The recent High Court decision of Collyer -v- Mid Essex Hospitals Services NHS Trust [2019] EWHC 357 confirms that in a clinical negligence case, the burden is on a claimant to prove their injury was caused by negligent treatment. This case should reassure defendants because it means that they do not have to offer alternative explanations for the injury that occurred.


The claimant underwent a surgical removal of the larynx in 2014 for the treatment of cancer. During surgery, he suffered catastrophic nerve damage resulting in almost no movement in his tongue, loss of speech and difficulty swallowing. The operation had been performed for over 145 years but such an injury was not a reported, let alone, recognised complication of the surgery.

In order to succeed at trial, the claimant had to satisfy the legal test that on the balance of probabilities, the damage had been caused negligently. As the injury is not a recognised complication of the procedure, the claimant argued that the most likely cause was human error which gave rise to a "presumption of negligence" against the surgeon.
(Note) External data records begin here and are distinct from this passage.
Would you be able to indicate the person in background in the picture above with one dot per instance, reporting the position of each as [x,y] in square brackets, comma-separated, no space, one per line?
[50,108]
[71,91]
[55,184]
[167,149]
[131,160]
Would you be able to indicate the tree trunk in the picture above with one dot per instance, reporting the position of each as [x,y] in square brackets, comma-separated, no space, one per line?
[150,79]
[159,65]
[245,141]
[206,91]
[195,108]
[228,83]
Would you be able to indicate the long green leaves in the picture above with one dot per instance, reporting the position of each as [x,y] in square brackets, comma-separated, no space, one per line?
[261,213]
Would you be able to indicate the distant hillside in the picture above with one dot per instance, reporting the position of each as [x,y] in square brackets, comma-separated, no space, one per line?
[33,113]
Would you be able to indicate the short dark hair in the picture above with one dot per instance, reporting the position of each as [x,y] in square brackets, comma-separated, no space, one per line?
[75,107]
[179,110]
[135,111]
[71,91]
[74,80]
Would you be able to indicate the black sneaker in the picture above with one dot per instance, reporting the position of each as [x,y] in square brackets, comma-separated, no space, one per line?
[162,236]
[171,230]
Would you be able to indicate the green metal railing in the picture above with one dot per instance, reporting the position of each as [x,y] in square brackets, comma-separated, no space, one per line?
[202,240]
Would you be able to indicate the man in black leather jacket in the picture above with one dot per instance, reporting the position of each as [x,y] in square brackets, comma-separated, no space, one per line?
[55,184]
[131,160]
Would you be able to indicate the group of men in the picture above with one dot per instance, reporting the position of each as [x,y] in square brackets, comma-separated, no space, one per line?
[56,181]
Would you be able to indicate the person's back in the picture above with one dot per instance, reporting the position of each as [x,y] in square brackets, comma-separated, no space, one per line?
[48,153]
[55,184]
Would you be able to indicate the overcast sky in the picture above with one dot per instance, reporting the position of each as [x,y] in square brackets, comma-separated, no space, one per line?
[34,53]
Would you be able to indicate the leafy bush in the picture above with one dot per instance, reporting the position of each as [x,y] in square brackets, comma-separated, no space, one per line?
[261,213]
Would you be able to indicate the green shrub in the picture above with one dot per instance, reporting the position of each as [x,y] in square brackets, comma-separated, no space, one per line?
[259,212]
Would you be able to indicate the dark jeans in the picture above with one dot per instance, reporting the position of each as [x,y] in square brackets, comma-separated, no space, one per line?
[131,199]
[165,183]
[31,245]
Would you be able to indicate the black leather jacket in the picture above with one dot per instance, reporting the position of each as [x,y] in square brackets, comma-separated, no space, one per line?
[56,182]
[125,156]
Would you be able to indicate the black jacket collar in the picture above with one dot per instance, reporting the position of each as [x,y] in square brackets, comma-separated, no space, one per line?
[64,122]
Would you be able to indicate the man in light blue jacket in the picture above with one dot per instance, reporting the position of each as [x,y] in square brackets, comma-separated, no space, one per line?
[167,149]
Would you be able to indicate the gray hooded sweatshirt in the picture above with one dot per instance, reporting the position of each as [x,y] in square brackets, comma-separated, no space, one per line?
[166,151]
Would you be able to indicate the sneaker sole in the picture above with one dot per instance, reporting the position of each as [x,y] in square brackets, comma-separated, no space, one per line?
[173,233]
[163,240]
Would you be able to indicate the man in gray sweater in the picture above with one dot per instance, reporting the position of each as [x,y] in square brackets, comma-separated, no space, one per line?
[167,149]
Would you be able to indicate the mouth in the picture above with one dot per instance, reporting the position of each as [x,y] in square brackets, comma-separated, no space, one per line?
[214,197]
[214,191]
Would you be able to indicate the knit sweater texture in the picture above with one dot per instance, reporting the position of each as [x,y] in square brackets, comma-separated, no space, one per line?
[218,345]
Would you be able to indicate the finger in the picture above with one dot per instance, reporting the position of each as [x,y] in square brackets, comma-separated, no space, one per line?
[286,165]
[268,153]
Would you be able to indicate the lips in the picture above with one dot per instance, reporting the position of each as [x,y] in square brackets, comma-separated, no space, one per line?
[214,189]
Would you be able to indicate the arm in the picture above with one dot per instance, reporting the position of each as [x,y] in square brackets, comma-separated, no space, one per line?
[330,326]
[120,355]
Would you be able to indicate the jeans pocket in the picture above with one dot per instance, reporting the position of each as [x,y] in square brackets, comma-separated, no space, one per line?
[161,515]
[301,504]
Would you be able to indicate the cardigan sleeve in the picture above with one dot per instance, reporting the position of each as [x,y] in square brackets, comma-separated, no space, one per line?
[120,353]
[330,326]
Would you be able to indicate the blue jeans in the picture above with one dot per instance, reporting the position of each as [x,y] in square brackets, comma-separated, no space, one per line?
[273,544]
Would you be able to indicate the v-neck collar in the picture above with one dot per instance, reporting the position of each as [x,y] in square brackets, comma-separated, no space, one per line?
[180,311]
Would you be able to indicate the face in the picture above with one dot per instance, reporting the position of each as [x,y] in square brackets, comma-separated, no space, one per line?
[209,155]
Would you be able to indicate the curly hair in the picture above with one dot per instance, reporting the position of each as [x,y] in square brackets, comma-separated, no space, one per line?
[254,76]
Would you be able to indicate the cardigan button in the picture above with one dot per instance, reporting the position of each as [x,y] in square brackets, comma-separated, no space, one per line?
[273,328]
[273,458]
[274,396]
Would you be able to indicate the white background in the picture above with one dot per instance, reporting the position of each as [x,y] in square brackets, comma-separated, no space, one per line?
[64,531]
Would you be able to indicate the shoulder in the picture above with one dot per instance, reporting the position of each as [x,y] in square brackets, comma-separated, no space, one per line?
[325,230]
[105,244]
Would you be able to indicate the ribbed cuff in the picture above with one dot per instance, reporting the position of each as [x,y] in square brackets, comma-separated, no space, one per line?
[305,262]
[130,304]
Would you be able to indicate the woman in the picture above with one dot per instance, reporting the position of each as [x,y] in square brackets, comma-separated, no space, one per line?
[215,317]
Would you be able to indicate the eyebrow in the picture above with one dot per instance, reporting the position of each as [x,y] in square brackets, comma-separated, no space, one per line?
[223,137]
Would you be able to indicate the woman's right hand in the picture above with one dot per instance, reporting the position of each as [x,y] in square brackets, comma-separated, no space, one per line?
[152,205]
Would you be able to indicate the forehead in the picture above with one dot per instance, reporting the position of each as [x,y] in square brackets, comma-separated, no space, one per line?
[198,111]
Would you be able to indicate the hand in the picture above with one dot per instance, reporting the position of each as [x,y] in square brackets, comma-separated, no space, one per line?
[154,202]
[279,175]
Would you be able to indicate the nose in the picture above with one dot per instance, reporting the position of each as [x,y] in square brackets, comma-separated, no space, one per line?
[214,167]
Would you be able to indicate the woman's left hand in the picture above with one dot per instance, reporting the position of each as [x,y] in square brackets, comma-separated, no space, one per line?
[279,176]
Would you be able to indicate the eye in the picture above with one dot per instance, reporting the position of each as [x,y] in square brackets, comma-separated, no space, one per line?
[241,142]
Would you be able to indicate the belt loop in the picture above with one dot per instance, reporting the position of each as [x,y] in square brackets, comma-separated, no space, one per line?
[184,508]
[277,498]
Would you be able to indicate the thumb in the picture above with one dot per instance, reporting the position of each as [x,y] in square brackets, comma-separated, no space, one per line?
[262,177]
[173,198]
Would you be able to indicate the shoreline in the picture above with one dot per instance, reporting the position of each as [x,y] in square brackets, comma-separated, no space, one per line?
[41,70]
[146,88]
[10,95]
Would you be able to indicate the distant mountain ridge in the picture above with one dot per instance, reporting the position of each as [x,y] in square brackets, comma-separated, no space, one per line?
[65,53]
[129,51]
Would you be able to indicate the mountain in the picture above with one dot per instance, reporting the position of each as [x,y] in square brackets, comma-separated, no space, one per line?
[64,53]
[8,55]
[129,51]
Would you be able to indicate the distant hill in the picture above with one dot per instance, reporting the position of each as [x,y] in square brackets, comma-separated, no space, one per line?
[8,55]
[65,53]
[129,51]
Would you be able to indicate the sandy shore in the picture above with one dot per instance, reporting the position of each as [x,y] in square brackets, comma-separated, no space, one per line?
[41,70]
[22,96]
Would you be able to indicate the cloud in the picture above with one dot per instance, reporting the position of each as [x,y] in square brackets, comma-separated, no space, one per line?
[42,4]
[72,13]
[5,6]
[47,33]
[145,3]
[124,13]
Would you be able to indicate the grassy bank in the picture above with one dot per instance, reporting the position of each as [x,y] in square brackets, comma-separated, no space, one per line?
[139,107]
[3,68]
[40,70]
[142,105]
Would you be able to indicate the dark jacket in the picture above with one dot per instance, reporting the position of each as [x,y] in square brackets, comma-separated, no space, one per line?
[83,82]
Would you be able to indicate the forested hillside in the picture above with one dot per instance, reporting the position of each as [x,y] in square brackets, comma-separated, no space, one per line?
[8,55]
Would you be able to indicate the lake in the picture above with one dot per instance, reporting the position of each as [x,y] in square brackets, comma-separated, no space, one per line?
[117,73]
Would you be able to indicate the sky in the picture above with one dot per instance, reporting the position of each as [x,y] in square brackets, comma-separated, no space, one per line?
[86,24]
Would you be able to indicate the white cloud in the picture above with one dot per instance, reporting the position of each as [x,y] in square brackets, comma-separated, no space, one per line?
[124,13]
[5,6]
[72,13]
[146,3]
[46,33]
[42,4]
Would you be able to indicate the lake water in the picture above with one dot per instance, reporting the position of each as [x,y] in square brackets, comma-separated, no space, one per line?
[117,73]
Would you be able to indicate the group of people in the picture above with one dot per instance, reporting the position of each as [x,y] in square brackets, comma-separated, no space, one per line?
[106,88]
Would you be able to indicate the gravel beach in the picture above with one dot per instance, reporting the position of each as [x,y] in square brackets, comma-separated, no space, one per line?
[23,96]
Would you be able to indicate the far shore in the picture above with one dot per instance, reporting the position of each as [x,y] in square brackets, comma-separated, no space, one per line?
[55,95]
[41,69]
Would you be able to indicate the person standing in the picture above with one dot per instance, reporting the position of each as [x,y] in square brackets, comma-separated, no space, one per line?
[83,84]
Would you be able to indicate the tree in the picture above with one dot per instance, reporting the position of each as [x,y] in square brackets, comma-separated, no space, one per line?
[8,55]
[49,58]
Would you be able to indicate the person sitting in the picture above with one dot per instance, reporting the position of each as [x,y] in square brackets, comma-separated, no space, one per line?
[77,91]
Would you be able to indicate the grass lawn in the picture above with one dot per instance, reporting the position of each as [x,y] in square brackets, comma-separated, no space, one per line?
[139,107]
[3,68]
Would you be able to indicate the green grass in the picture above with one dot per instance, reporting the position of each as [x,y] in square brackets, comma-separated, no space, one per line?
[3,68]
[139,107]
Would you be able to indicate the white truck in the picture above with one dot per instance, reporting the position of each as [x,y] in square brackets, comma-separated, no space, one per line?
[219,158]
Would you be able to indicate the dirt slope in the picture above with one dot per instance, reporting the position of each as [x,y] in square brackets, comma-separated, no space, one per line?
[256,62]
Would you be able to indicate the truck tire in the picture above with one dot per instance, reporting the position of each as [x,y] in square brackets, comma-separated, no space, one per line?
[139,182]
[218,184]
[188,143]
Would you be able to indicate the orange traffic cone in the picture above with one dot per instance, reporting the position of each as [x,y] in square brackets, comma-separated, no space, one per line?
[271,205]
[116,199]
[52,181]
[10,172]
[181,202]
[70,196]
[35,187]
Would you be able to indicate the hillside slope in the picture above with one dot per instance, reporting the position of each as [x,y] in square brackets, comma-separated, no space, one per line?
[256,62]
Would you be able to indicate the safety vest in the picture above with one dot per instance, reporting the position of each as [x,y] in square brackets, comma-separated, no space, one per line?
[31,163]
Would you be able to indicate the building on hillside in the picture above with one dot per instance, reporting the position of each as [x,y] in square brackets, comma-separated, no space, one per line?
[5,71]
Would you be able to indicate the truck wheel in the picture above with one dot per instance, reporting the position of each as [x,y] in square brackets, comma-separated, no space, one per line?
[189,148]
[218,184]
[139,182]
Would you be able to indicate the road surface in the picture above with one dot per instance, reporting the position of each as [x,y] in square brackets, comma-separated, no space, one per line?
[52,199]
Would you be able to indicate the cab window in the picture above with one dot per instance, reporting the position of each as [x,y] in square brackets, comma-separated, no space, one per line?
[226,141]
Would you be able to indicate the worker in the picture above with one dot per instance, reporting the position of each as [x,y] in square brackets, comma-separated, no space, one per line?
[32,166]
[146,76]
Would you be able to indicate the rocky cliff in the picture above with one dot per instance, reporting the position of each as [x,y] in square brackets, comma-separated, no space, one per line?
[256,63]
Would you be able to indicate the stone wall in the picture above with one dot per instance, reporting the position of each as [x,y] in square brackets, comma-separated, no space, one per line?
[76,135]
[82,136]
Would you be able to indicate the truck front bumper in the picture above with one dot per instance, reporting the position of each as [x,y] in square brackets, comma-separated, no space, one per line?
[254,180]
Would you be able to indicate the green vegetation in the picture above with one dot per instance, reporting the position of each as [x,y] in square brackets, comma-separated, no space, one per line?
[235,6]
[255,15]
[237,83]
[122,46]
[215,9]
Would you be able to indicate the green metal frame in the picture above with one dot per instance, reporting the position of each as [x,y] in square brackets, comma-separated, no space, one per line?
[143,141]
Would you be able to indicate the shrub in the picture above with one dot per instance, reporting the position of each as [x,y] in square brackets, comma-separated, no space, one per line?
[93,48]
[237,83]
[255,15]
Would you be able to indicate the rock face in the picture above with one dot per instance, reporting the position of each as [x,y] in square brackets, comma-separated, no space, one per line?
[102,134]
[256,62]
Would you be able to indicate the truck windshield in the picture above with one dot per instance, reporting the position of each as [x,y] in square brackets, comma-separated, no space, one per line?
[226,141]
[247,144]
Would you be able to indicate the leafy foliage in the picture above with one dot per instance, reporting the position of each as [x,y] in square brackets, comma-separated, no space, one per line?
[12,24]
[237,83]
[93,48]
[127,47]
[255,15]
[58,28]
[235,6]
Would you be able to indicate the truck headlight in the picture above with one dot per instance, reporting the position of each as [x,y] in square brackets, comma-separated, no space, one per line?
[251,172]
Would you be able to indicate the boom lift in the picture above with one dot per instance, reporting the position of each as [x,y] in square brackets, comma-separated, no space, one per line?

The maxim of res ipsa loquitur (the facts speak for themselves) was also considered but the judge confirmed that it did not apply here and it has very limited application in cases where each side calls evidence.

The claimant's expert put forward two possible negligent explanations of how the injury had occurred, but the judge accepted neither. The defendant's expert put forward non-negligent theories including pre-existing vulnerability of the nerves due to the claimant's diabetes and/or previous radiotherapy. The defendant's theories were also rejected.

The judge acknowledged that both experts were trying to assist by finding a logical explanation. However, because the outcome of this surgery is unreported and there is almost no experience of it among the profession, "both experts were forced to identify a possible cause rather than a likely one. In doing so...there were flaws in their arguments..." .


Although some theories presented a possibility of how the injury had occurred, none of them met the probability, or "more likely than not", test. The judge accepted the damage had occurred during the surgery but the mechanism of the injury remained unexplained. Consequently, the claimant failed to establish that the surgeon had been negligent and the case was therefore dismissed.


Although the case concerned liability in a clinical negligence context, it offers useful reminders for personal injury cases involving complex causation issues:

  • In cases where claimants develop unusual illnesses, they may attribute those to workplace activities or exposures. It is usual for defendants to put forward, and seek to prove, alternative causes. However, although a plausible alternative cause may assist the defence, it is not required and a case can be defended without explanation.
  • With few exceptions, the onus is on the claimant to prove how their injury or illness occurred. The reality is that there will always be cases where the cause of the injury remains unknown and unfortunately for claimants in that situation, their injuries cannot be compensated.
  • Lastly, experts should not feel compelled to identify possible cause(s) rather than likely ones. They should not be driven to theorising and if they are, they may find themselves exposed to judicial criticism and their credibility weakened.